Cell viability assay
Cell viability was assessed using a Cell Counting Kit-8 kit (CCK-8, Doindo, Kumamoto, Japan). AGS and HGC27 cells were seeded in a 96-well plate (Thermo Fisher, CA, USA) with six replicates at a final concentration of 1 × 104 cells/well. CCK8 solution (10 μL) and fresh medium (90 μL) were mixed and added to each well at 12, 24, 48, and 72 h [Citation30]. Cell viability was detected at an absorbance of 450 nm (Synergy4; BioTek, Winooski, USA).
Flow cytometry assay
Apoptotic cells were analyzed using flow cytometry (Beckman Coulter, CA, USA). AGS and HGC27 cells in each group were collected after transfection for 72 h, trypsinized, and washed twice with PBS after centrifugation. The cells that were incubated in binding buffer were stained with Annexin V and 7-AAD solution in the Apoptosis Detection Kit (Beyotime, Nantong, China). The apoptosis rate of the cells was detected using flow cytometry by analyzing the stained cells [Citation30]. The samples were prepared in triplicate.
Western blotting
AGS and HGC27 cells were washed with PBS and lysed in RIPA lysis buffer (Beyotime, Nantong, China). Protein concentration was determined using a BCA Protein Assay Kit (ab253410, Abcam, Cambridge, UK). After separation using 12% SDS-PAGE and transfer to a PVDF membrane, the proteins were sealed in 5% defatted milk powder for 2 h. Afterward, the diluted primary antibodies were added to the membranes, incubated overnight at 4°C, and then incubated with HRP-conjugated IgG (ab205718; 1/10,000) for 2 h. Finally, the protein band grayscale value was analyzed using Image Lab software (Bio-Rad, Hercules, USA). The primary antibodies used were obtained from Abcam (Cambridge, UK): anti-caspase-3 (ab32351, 1/5000), anti-BAX (ab32503, 1/1000), anti-Bcl-2 (ab32124, 1/1000), anti-cytosolic-associated protein light chain 3 (anti-LC3) (ab192890, 1/2000), and anti-p62 (ab91526, 0.5 µg/ml).
Microtubule-associated protein 1 light chain 3 (LC3) Immunofluorescence Staining
AGS and HGC27 cells (105 cells/well) were seeded into a 24-well plate (Thermo Fisher, CA, USA), fixed with 4% paraformaldehyde (Solarbio, Beijing, China) for 20 min, permeabilized with 0.1% Triton X-100 (Solarbio, Beijing, China) for 20 min, and then blocked with 4% bovine serum albumin (Gibco, CA, USA) for 1 h. AGS and HGC27 cells were incubated with anti-LC3 antibody (ab192890; Abcam, Cambridge, UK) at for 2 h, followed by a 30 min incubation with fluorescein isothiocyanate (FITC)-conjugated secondary antibody (ab6662; Abcam, Cambridge, UK) [Citation31]. Subsequently, the cells were washed three times with PBS and fixed with a mounting medium (Solarbio, Beijing, China). Fluorescent images were acquired using a laser scanning confocal microscope (FV3000; Olympus, Beijing, China).

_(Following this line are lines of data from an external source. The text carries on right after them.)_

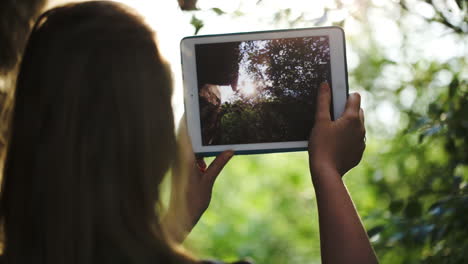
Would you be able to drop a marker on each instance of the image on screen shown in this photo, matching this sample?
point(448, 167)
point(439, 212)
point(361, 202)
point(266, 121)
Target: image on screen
point(260, 91)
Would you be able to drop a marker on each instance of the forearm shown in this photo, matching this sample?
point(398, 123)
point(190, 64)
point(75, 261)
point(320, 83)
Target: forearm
point(343, 238)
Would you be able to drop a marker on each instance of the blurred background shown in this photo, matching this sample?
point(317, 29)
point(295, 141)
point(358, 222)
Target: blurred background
point(409, 61)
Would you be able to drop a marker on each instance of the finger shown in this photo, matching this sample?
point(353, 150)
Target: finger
point(361, 115)
point(323, 103)
point(201, 164)
point(353, 104)
point(218, 164)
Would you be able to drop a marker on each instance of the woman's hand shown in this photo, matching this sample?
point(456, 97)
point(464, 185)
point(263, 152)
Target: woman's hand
point(339, 144)
point(192, 185)
point(334, 148)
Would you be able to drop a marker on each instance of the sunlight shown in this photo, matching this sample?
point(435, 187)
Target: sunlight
point(248, 88)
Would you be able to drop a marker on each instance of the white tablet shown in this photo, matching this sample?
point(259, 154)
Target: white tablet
point(256, 92)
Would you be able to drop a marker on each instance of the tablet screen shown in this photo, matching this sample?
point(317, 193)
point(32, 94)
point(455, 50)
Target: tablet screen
point(260, 91)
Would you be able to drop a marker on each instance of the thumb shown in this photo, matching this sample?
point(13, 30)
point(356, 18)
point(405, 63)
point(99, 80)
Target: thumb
point(323, 103)
point(218, 164)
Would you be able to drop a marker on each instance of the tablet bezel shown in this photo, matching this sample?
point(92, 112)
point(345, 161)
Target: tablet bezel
point(339, 79)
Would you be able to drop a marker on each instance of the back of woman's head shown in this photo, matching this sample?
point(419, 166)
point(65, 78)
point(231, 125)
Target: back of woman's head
point(92, 137)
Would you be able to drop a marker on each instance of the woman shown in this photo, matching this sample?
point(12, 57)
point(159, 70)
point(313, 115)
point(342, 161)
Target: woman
point(93, 137)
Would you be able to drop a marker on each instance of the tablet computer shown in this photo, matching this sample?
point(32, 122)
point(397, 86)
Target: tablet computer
point(256, 92)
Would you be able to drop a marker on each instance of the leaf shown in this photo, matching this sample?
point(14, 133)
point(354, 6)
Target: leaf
point(375, 231)
point(396, 206)
point(218, 11)
point(196, 23)
point(413, 209)
point(453, 86)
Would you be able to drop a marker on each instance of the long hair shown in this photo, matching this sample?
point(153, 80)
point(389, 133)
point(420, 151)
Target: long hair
point(92, 137)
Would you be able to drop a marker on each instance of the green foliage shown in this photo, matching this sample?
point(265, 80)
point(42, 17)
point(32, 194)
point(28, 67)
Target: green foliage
point(197, 24)
point(411, 188)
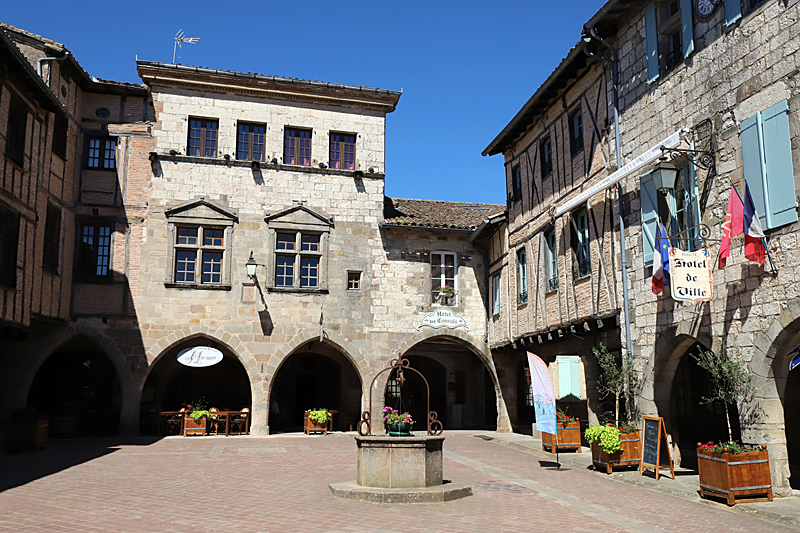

ImageJ (National Institutes of Health, CA, USA) was used to establish methods to quantify the average number of LC3 puncta per cell in each group.
Validation of targeting relationships
Dual luciferase reporter assays and RNA pull-down assays were conducted to verify the interactions between miR-182, RAB10, and circ_0001658 [Citation32]. Wild-type luciferase reporter plasmids (circ_0001658-wt and RAB10 3UTR-wt) and corresponding mutant-types (circ_0001658-mut and RAB10 3UTR-mut) were transfected with the wild-type or mutant sequence of circ_0001658 or RAB10 3UTR containing miR-326 complementary sites into the pmirGLO luciferase reporter vectors (Promega, Madison, USA), respectively. Then, the miR-182 mimic or miR-NC plasmids were co-transfected into the generated luciferase reporter plasmids in AGS and HGC27 cells. Finally, the luciferase activity was analyzed in each group using a luciferase reporter assay kit (Promega, Madison, USA).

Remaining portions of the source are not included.